Uma nova madrugada está começando.

Silêncio no asilo.

Silêncio fora, barulho no de dentro de mim.

Visitei Cris hoje. Fui até a ala das Meninas Que Voam Pelos Muros. Apesar do dia quente, ela estava com um moletom negro invertido e de chinelos. Perguntei como ela estava. Ela ficou feliz de me ver. Doce Cris. Ela me contou que as garotas de lá esticam as mãos para andarem de mãos dadas com ela, e nesse momento nós duas saímos caminhando. De mãos dadas, como ela gosta. Cris disse que algumas das Meninas Que Voam Pelos Muros gostam de olhar para ela e para elas entre si enquanto tomam banho, algumas das mesmas que gostam de andar de mãos dadas.

− Isso aqui é uma coisa muito lésbica, disse ela.

Caímos na risada.

Doce Cris.
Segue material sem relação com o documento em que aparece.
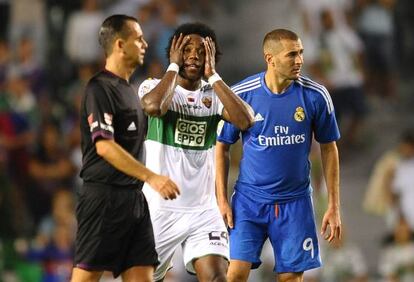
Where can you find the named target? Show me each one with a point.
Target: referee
(114, 227)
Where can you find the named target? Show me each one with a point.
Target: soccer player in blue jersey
(272, 196)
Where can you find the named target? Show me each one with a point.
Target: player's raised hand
(226, 213)
(333, 219)
(210, 61)
(164, 186)
(177, 49)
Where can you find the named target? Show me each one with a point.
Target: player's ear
(119, 44)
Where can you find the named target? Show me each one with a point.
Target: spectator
(81, 42)
(396, 262)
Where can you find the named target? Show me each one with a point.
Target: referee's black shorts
(114, 229)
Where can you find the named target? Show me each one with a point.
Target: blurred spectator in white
(169, 21)
(28, 66)
(403, 181)
(28, 18)
(81, 44)
(5, 57)
(379, 199)
(49, 168)
(62, 214)
(396, 262)
(4, 18)
(343, 262)
(126, 7)
(339, 69)
(21, 98)
(375, 23)
(311, 10)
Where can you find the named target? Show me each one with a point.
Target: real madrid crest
(299, 114)
(207, 101)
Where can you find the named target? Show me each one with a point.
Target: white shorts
(198, 233)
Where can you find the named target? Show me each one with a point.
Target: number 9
(308, 246)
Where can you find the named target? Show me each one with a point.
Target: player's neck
(118, 68)
(276, 84)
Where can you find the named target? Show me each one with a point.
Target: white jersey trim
(305, 82)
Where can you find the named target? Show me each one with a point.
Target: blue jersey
(275, 167)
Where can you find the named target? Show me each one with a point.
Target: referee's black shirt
(110, 110)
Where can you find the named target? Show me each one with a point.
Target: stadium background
(48, 50)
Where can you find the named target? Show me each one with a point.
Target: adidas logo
(258, 117)
(132, 127)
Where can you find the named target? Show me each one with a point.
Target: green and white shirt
(181, 145)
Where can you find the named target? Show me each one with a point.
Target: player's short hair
(112, 28)
(276, 35)
(194, 28)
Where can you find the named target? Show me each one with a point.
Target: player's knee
(237, 276)
(290, 277)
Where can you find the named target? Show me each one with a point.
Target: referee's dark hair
(194, 28)
(112, 28)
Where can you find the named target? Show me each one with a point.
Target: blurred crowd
(49, 50)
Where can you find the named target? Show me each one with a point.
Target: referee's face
(135, 45)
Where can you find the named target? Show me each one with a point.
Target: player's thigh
(294, 237)
(208, 236)
(138, 274)
(170, 230)
(238, 271)
(81, 275)
(250, 229)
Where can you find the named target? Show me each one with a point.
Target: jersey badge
(206, 88)
(207, 101)
(299, 114)
(190, 99)
(132, 127)
(108, 118)
(258, 117)
(90, 119)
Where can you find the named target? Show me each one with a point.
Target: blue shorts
(289, 226)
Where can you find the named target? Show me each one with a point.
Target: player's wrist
(173, 67)
(214, 78)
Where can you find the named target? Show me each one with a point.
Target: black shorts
(114, 229)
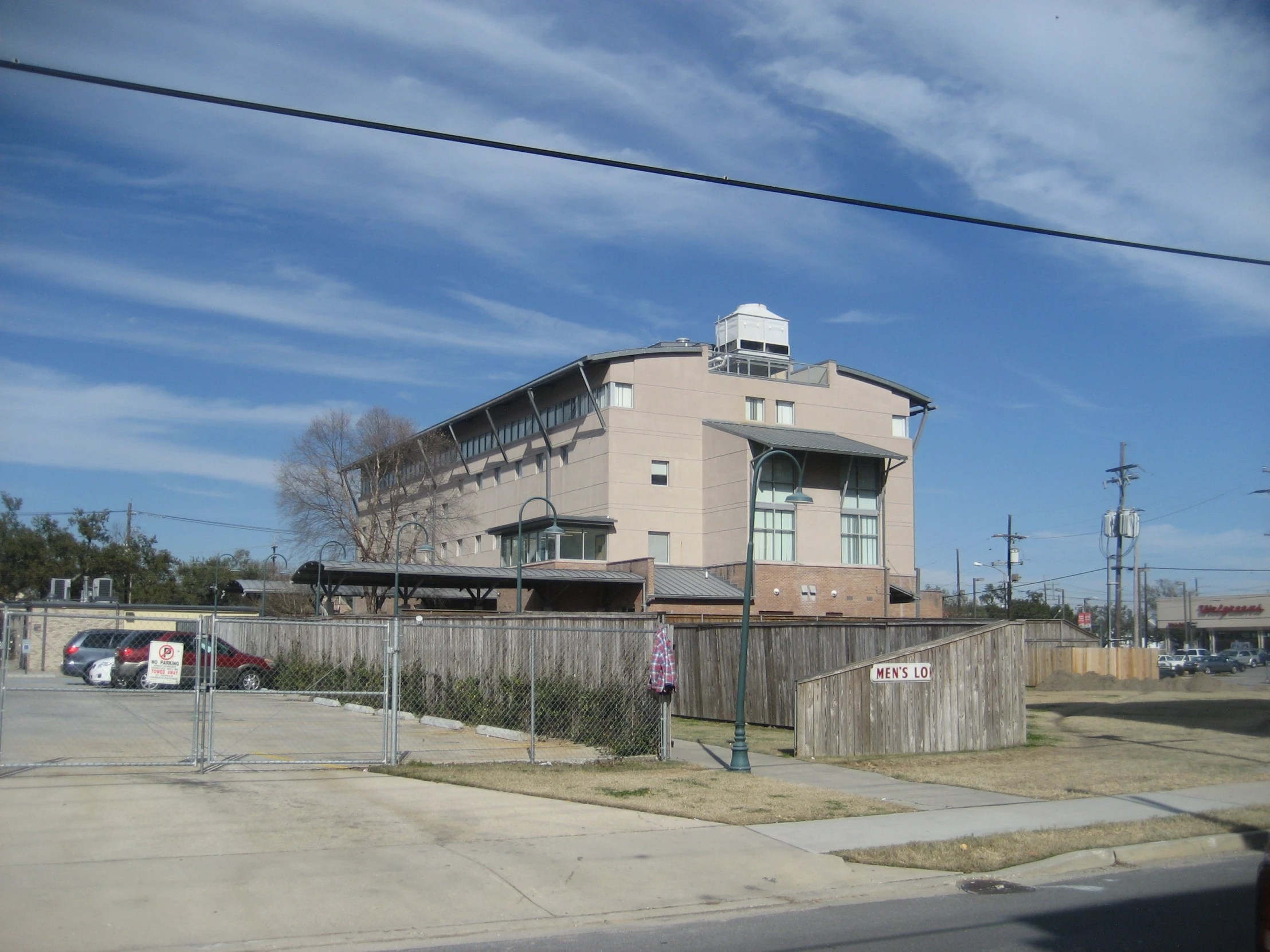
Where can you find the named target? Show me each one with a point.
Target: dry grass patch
(975, 855)
(656, 788)
(1106, 743)
(778, 742)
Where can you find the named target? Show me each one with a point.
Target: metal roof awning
(568, 522)
(453, 577)
(802, 441)
(692, 584)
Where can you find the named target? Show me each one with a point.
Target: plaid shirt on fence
(661, 669)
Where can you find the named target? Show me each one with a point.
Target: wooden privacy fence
(974, 700)
(1043, 660)
(780, 653)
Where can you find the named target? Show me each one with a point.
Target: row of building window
(613, 394)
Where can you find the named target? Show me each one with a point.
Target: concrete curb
(1138, 855)
(501, 733)
(445, 723)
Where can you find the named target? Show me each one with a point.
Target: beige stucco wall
(704, 507)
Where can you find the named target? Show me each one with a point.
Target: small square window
(660, 548)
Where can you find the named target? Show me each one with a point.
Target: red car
(234, 668)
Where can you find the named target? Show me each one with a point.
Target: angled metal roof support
(926, 412)
(460, 449)
(495, 431)
(595, 404)
(546, 439)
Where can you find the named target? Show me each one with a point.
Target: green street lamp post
(553, 530)
(265, 584)
(739, 748)
(397, 565)
(318, 591)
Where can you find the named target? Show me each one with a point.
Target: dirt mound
(1197, 683)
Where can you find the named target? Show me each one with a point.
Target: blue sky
(185, 286)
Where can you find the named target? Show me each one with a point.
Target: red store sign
(1230, 609)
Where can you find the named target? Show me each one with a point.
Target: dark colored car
(234, 668)
(92, 645)
(1218, 664)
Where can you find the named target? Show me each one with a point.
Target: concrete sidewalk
(863, 832)
(286, 859)
(922, 796)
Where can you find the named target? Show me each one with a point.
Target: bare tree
(356, 481)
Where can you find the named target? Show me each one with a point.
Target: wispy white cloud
(55, 419)
(303, 301)
(1131, 119)
(856, 316)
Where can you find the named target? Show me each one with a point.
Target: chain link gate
(50, 720)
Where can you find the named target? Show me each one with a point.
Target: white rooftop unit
(754, 331)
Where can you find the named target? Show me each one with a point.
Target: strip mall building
(1214, 622)
(647, 456)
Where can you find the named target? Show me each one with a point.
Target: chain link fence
(265, 691)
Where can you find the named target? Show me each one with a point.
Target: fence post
(395, 701)
(534, 696)
(4, 672)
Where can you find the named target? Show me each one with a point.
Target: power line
(174, 518)
(609, 163)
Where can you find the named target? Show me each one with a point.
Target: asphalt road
(1203, 907)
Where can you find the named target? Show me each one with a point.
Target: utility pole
(1013, 559)
(1122, 477)
(127, 540)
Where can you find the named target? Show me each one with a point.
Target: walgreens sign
(1230, 609)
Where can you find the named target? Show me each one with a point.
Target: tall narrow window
(860, 503)
(774, 517)
(618, 395)
(660, 548)
(774, 535)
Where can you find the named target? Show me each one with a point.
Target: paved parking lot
(57, 719)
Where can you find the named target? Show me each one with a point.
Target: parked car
(1245, 656)
(99, 672)
(1217, 664)
(91, 645)
(234, 668)
(1175, 666)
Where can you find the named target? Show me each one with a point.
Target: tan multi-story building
(647, 456)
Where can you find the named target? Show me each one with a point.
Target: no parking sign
(166, 659)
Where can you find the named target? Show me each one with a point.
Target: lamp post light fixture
(739, 748)
(265, 585)
(318, 591)
(397, 564)
(553, 530)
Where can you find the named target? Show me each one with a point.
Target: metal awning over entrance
(479, 582)
(802, 441)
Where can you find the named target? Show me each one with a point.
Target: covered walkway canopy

Perguntei se ela ainda pensava em voar pelos muros.

Ela disse que hoje não.

Quis levar ela de volta, mas sei que não posso. Não posso resgatar ela do de dentro de si, e talvez Cris tenha o mesmo problema que eu: ambas queremos encontrar nossa pequena Clara.

Minha filhinha linda, garotinha especial. Não mais linda como um corte no pulso, mas apenas: linda.

Em minha mente de pretensa escritora, imaginei Clara tocando o piano de Maria, a mãe. Clara tocando seu próprio piano, ou o piano que um dia seria seu. Maria ensinando ela a tocar, talvez começasse com parabéns a você, depois fosse para o Beethoven, não sei.

Cris disse que tem uma das Meninas Que Voam Pelos Muros, que havia ido para lá porque tentara se matar na prisão, que sempre chama ela de Monique. Meu nome não é Monique, ela disse várias vezes, mas acaba sempre sendo chamada de Monique. Lembrei na hora de quando Sarah, falando daquele Winnicott, disse que a gente tem que conversar com o falso self para saber como ele pensa. Quer dizer, a gente não, só os perturbados dos psicanalistas. Conversar com o falso self é conversar com a loucura, entrar na paranoia alheia. Disse isso para Cris e sugeri, para não puxar briga com a Menina Da Prisão, que se ela quisesse chamar ela de Monique, que deixasse.

− Que diferença faz? Aqui eu posso ser quem eu quiser. Estou num hospício.

Rimos de novo.

Se todo mundo soubesse como faz bem para a sanidade vir para um lugar como esse, pensei, acho que este lugar deveria ser maior. Aliás, enquanto passeávamos, vi uma vez mais como este lugar é imenso. Paramos ao lado de um barranco de concreto, passando por um estacionamento (acho que eles colocam ambulâncias lá), caminhando pelos verdes, as pedras, longes do chafariz que Cheshire adora. Como nunca reparei em nada disto? Apenas tinha uma vaga memória de um riacho lá embaixo, em algum lugar disso que parece uma floresta, mas que na verdade é cheio de jardins e bancos, onde também sentamos para conversar.

Fiquei com medo de Cris querer voar pelos muros de novo. Hoje ela não vai, disse. Ainda há esperança. Podemos encontrar nossa pequena Clara. Aquela criança linda que era a mais linda do mundo antes que a vida fizesse esse monte de merda que fez. Sim, a pequena Clara está nos esperando, esperando a todas nós, Garotas Com Fendas, Meninas Que Voam Pelos Muros, Meninas Da Prisão, Meninas Que Sonham. Todas sonhamos, então ninguém vai pular pelos muros. Estamos vivas.

Sonhamos.

Podemos voar.

Não pelos muros, mas pela estratosfera. Sobre as nuvens, rumo ao céu. Onde encontraremos nossa paz, mas antes dele encontraremos aqui: nesta terra, neste solo. Neste lado dos muros enquanto não chegamos do outro lado. Então não haverá mais muros. E seremos todas rainhas dos castelos de nossos reinos encantados. Rainhas eternas.

Soberanas.

Com sentido.

Rainhas felizes.

Rainha deste lado do paraíso, querida Cris.